どうしよう、遅刻する〜!「お湯掛けてみたら?」ああなるほど!でもアパートの部屋からそんなに大量のお湯は一度に運べない。なんども往復して少しずつ溶かしても、行って帰ると「また凍っている」・・・出かける前に大騒動。

ドア周りの氷を溶かしたら、車に乗り込んでエンジンをかけてフロントガラスの氷を溶かす。溶けたらやっと走り出せる。タイヤはノーマル。今はわからないけど、当時アメリカでスタッドレスタイヤやチェーン装着車なんてなかったような。道路には大量の融雪剤を撒きまくるので、例年の冬程度なら大丈夫なのかもしれないけど。

車が通ったあと雪は一瞬溶けるけど、気温が低いのでそのあと凍ってツルピカになっていた。そんな道路を職場まで20分ほど走ってへ向かう。

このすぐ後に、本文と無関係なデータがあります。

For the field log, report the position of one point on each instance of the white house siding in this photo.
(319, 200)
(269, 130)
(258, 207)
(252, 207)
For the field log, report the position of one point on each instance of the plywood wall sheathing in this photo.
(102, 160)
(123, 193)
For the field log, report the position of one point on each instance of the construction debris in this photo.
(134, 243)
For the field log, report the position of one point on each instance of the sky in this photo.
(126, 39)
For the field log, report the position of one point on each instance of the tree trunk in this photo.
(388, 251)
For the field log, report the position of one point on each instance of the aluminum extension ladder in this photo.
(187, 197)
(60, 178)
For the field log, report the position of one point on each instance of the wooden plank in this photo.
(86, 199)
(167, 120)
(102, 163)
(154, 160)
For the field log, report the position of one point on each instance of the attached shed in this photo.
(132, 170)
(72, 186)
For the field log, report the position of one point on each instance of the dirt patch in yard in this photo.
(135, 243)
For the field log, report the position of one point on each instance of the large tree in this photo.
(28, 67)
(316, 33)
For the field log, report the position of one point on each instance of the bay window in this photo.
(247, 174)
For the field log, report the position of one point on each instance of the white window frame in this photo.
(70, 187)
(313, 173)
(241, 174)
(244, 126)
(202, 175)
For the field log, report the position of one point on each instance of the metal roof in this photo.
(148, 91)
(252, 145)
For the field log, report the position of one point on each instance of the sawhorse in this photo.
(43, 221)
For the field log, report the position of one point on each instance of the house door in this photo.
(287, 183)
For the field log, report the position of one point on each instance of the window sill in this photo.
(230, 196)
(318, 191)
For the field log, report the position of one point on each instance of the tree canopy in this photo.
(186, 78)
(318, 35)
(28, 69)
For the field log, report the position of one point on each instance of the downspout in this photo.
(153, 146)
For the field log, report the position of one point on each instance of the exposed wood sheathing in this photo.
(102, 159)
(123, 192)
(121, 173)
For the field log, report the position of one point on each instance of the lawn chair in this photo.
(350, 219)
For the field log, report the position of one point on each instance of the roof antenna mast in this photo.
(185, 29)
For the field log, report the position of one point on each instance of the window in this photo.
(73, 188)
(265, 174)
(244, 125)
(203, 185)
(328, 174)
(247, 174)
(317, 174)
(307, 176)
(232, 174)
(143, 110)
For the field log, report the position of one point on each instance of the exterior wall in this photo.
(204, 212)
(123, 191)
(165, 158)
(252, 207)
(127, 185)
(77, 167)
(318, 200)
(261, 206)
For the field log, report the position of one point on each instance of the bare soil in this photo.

何度も滑って、あとちょっとで交差点に突っ込む!というところで奇跡的に止まったことも何回もあった。今思えばかなり・・・運がよかった事を喜びたいと素直に思う。でも慣れるもので、だんだんとスピードとハンドル操作とブレーキの具合がわかり始めて、それほど怖くはなくなった。

ある日は帰りがけに猛吹雪になって、目の前真っ白!高速道路なのに、時速10キロの徐行運転しか出来なかった。今ならあれが「ホワイトアウト」で、めっちゃ危ない状況だってわかるけど、当時は・・・無知ほど強いものはない〜(∋_∈)


ちなみにアパートメントの部屋がとっても暖かかったのは救いだった。部屋の中では半袖で過ごせるぐらい、セントラルヒーティングになっていて全館暖房。居住エリアの中はエレベータも中廊下も暖かく、部屋の中は超乾燥していた。

数日で喉をやられ声がガラガラになったので、しばらくは枕元に霧吹きを置いて、夜中目が冷めるたびに顔の上あたりに霧を吹いていた。けれどそんなもんではなんの効果もなかったので、最終的には寝室の絨毯に水をまいて寝ていた。それでも朝までにカピカピに乾くの・・・どんだけ乾燥してんだか〜!


これほど極端な大寒波は一週間ぐらいだったか?期間は記憶にあまりないけど、それでも今思い返しても、かなり貴重な経験だったなぁ。

暖かくなってきて、そんな昔の冬の事をちょっと思い出したので、書き散らかしておきました。